Later that evening I returned to the creek to pump more water and found that the wind and current had shifted. The pumpable water was now about 10 feet beyond the reach of my hose. I was stuck for the rest of the weekend lacking 2 quarts of water to be enough. I just suffered with thirst for another day.
Many years ago, I spent a considerably large amount of time, money and effort to buy a new full size Ford Bronco, the biggest SUV on the market. I ordered it directly from the factory to get features not available form the local dealer to make it more rugged. I added larger wheels, larger tires, deeper mud tread, snow chains, front bumper guard bars and a lifted suspension. My plan was to drive it anywhere that I pleased. In just a few months, my home in Wilkes County experienced the deepest snow fall in over 50 years. The depth was up to the top of my hood. I could not go! That deep snow was a lesson.
Trying to pump the swamp water on this trip taught me a similar lesson. Having the strongest and most expensive filter on the market does not mean I can go anywhere and get clean water. I have to know the conditions. The silty Cahooque Creek was a condition that I did not know. I learned a similar lesson.
Friday evening the sun went down at 6 p.m.
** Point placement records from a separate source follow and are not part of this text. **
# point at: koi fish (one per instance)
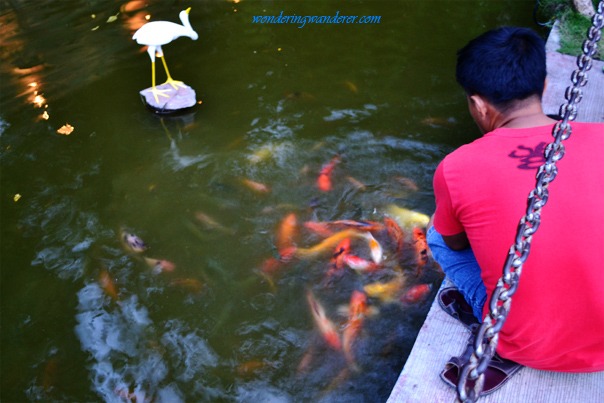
(337, 262)
(286, 232)
(421, 248)
(377, 253)
(385, 292)
(356, 183)
(255, 186)
(360, 225)
(324, 179)
(107, 284)
(326, 245)
(407, 218)
(319, 228)
(357, 312)
(326, 327)
(159, 265)
(132, 243)
(416, 293)
(359, 264)
(395, 233)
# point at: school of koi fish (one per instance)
(360, 269)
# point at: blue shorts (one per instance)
(462, 269)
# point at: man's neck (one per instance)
(528, 114)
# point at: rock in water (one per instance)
(177, 100)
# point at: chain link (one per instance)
(487, 336)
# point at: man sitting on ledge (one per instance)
(556, 321)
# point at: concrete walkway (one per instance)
(559, 70)
(442, 337)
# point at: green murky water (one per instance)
(279, 102)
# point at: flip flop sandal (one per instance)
(496, 375)
(453, 303)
I had nothing to do to occupy my time, so I went to bed at sunset. In the middle of the night I learned that my CPAP battery is only good for 9 hours. It expired at 3 a.m. In the future, I must remember to start sleeping about 10 p.m., so my CPAP will run until 7 a.m. For the rest of that night, I could not breathe correctly nor go to sleep.
Around midnight a heavy wind blew heavy rain past and under the large front porch awning and into the open side of 3 sided shelter. So, my down sleeping bag wet. Another source of discomfort.
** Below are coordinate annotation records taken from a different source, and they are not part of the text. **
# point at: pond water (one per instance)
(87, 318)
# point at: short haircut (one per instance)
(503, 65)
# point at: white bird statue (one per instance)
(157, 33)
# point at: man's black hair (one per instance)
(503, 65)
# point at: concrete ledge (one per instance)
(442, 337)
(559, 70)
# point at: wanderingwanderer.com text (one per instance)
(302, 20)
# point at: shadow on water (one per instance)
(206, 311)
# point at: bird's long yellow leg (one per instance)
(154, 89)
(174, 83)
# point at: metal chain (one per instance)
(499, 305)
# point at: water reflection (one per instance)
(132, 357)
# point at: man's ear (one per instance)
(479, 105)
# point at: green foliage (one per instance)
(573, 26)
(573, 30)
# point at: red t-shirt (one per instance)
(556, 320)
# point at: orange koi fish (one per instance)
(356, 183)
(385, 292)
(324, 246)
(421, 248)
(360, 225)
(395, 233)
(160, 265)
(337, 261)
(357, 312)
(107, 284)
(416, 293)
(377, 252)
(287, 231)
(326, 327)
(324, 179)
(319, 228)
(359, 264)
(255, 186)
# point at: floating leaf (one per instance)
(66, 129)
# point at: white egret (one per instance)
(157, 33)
The next headache was that sometime during the night my air mattress very slowly went flat. I blew it up again, and it lasted long enough for me to get to sleep. Then I woke up with it flat again. I had a patch kit with me, but the leak was so small and slow that I could not find it. I was left lying dead flat on a hard wood floor. This situation caused me huge back pain. Another source of discomfort for the rest of the night.
The final insult to my body was that my sinuses were stopped up. I had a bottle of Afrin nasal spray for that purpose. But after one squeeze, even with more liquid in the bottle, it went flat and refused to squirt any more. Sigh. Oh well. I just suffered another injustice for many dark hours.
In 60 years of camping and backpacking, I have never had any of these problems occur. Then, last Friday night, all 6 of them occurred at the same time.
Saturday morning the hike back to the parking lot took two hours, for 1.5 miles per hour. With a heavy backpack; and with the tiredness and soreness from the hike in Friday afternoon; this speed exceeded all my expectations. I felt like my hiking was painful and slow, but I was passing landmarks at a decent rate. I stopped to sit on every available log and stump, but the rest stops were not long enough to recuperate; and the little water I had left to drink was not enough to rehydrate Plus, it still tasted rotten.
When I was younger, I had been on other trips for 5 times more days, with heavier packs, for 10 times more miles; climbed up and down 12,000 foot mountains; and at a faster pace. But at the end of this trip, I was more tired and sore than ever before. Being 72 years old changes your body.
I believe that I am done with backpacking in swamps for the rest of my life. In the future, I want to backpack in the mountains; camp at the coast in the front country near my Jeep; and kayak camp on saltwater islands.